Secondo quanto svelato dal settimanale Time, però, la magia di ChatGPT sarebbe resa possibile anche dal lavoro mal retribuito di centinaia di esseri umani, perlopiù in Kenya. OpenAI, l’azienda che ha sviluppato la tecnologia, ha “allenato” l’intelligenza artificiale sulla base di un grande archivio di testi, compresi i contenuti presenti online, che sono stati analizzati, spezzettati e poi riassemblati per creare il modello linguistico che la fa funzionare. Sappiamo però che nella rete si trova quanto di più spiacevole, violento e offensivo l’umanità possa offrire. Di conseguenza, l’IA rischiava di “imparare” a scrivere usando contenuti, parole e pensieri osceni. Serviva quindi qualcuno che ripulisse l’archivio e OpenAI l’ha trovato in una serie di lavoratori kenioti in molti casi pagati “meno di due euro l’ora”.

 

Questo è un metodo piuttosto rodato con cui aziende della Silicon Valley ripuliscono da tempo i feed dei loro social network – e ora le loro IA –  tanto da favorire l’ascesa di società che si sono specializzate in questo ambito. Come Sama, la stessa azienda a cui ha fatto ricorso OpenAI ma che ha lavorato anche per Google, Meta e Microsoft. Pur avendo sede a San Francisco, la società offre lavoro soprattutto in Kenya, Uganda e India, presentandosi come una realtà dedita alla “AI etica” in grado di strappare dalla povertà più di cinquantamila persone. Quello che Sama e altre aziende simili evitano di dire è che queste persone fanno un lavoro piuttosto usurante, scandagliando le pagine peggiori della rete per poi segnalare ed etichettare i contenuti ritenuti poco opportuni. Un loro ex dipendente ha raccontato gli effetti a lungo termine di un lavoro in cui si leggono per ore, ogni giorno, testimonianze e racconti violenti d’ogni tipo, a un ritmo di “150-250 passaggi per un turno da nove ore”: “Era una tortura. Quando si arriva a venerdì si è disturbati dall’aver pensato tutto il tempo a quelle cose”. 

 

La natura del lavoro per conto di OpenAI spinse la stessa l’azienda a rescindere il contratto nel febbraio del 2022, ovvero otto mesi prima del previsto.
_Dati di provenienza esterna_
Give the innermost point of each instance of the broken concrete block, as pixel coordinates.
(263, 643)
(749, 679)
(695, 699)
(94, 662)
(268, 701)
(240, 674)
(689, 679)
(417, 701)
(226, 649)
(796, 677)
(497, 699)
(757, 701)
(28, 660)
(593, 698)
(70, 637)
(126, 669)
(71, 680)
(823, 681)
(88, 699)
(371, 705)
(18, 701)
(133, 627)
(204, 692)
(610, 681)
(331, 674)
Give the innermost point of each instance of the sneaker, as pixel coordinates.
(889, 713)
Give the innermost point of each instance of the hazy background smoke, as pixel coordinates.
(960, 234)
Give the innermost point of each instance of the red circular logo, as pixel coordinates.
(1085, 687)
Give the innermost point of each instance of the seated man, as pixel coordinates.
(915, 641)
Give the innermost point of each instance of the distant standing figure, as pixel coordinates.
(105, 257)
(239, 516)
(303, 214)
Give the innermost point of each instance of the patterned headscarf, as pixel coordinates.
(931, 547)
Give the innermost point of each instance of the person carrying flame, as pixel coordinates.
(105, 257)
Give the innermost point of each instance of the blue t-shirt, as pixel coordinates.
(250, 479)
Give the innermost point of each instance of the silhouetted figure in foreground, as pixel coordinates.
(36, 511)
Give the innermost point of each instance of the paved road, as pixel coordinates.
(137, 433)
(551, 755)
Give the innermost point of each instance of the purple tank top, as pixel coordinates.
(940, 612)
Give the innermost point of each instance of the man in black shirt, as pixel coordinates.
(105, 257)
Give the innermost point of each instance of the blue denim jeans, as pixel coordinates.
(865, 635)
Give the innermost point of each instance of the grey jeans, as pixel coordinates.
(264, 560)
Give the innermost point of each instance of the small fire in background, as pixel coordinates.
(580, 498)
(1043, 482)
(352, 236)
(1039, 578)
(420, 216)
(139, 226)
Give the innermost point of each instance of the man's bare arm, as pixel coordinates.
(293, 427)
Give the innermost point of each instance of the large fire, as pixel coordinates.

Sempre secondo il Time, la collaborazione tra OpenAI e Sama avrebbe riguardato anche le immagini: in particolare, quest’ultima avrebbe dovuto raccogliere per conto del cliente migliaia di immagini “violente e di natura sessuale”. Da lì a poco, l’accordo è saltato, anche per la protesta di alcuni dirigenti di Sama. Quanto a OpenAI, ha dichiarato che la categorizzazione di immagini simili è stata “un passo necessario” per rendere le IA più sicure. 

 

La vicenda sottolinea la natura umana e “sporca” di queste tecnologie, che vengono presentate come geni della bottiglia ma sono più precisamente sistemi impressionanti basati su un’enorme mole di dati. Dati umani. Di ogni tipo, dimensione, provenienza e qualità. Siccome la fase d’allenamento di un sistema simile è fondamentale, e più grande è l’archivio di partenza meglio l’intelligenza artificiale funziona, l’obiettivo è quello di fagocitare più informazioni possibile per poter ambire a performance migliori. La qualità dei dati raccolti sembra essere stata, almeno finora, un pensiero secondario, un dettaglio magari risolvibile con comodo, pagando aziende come Sama per nascondere il lato oscuro di queste magiche intelligenze artificiali.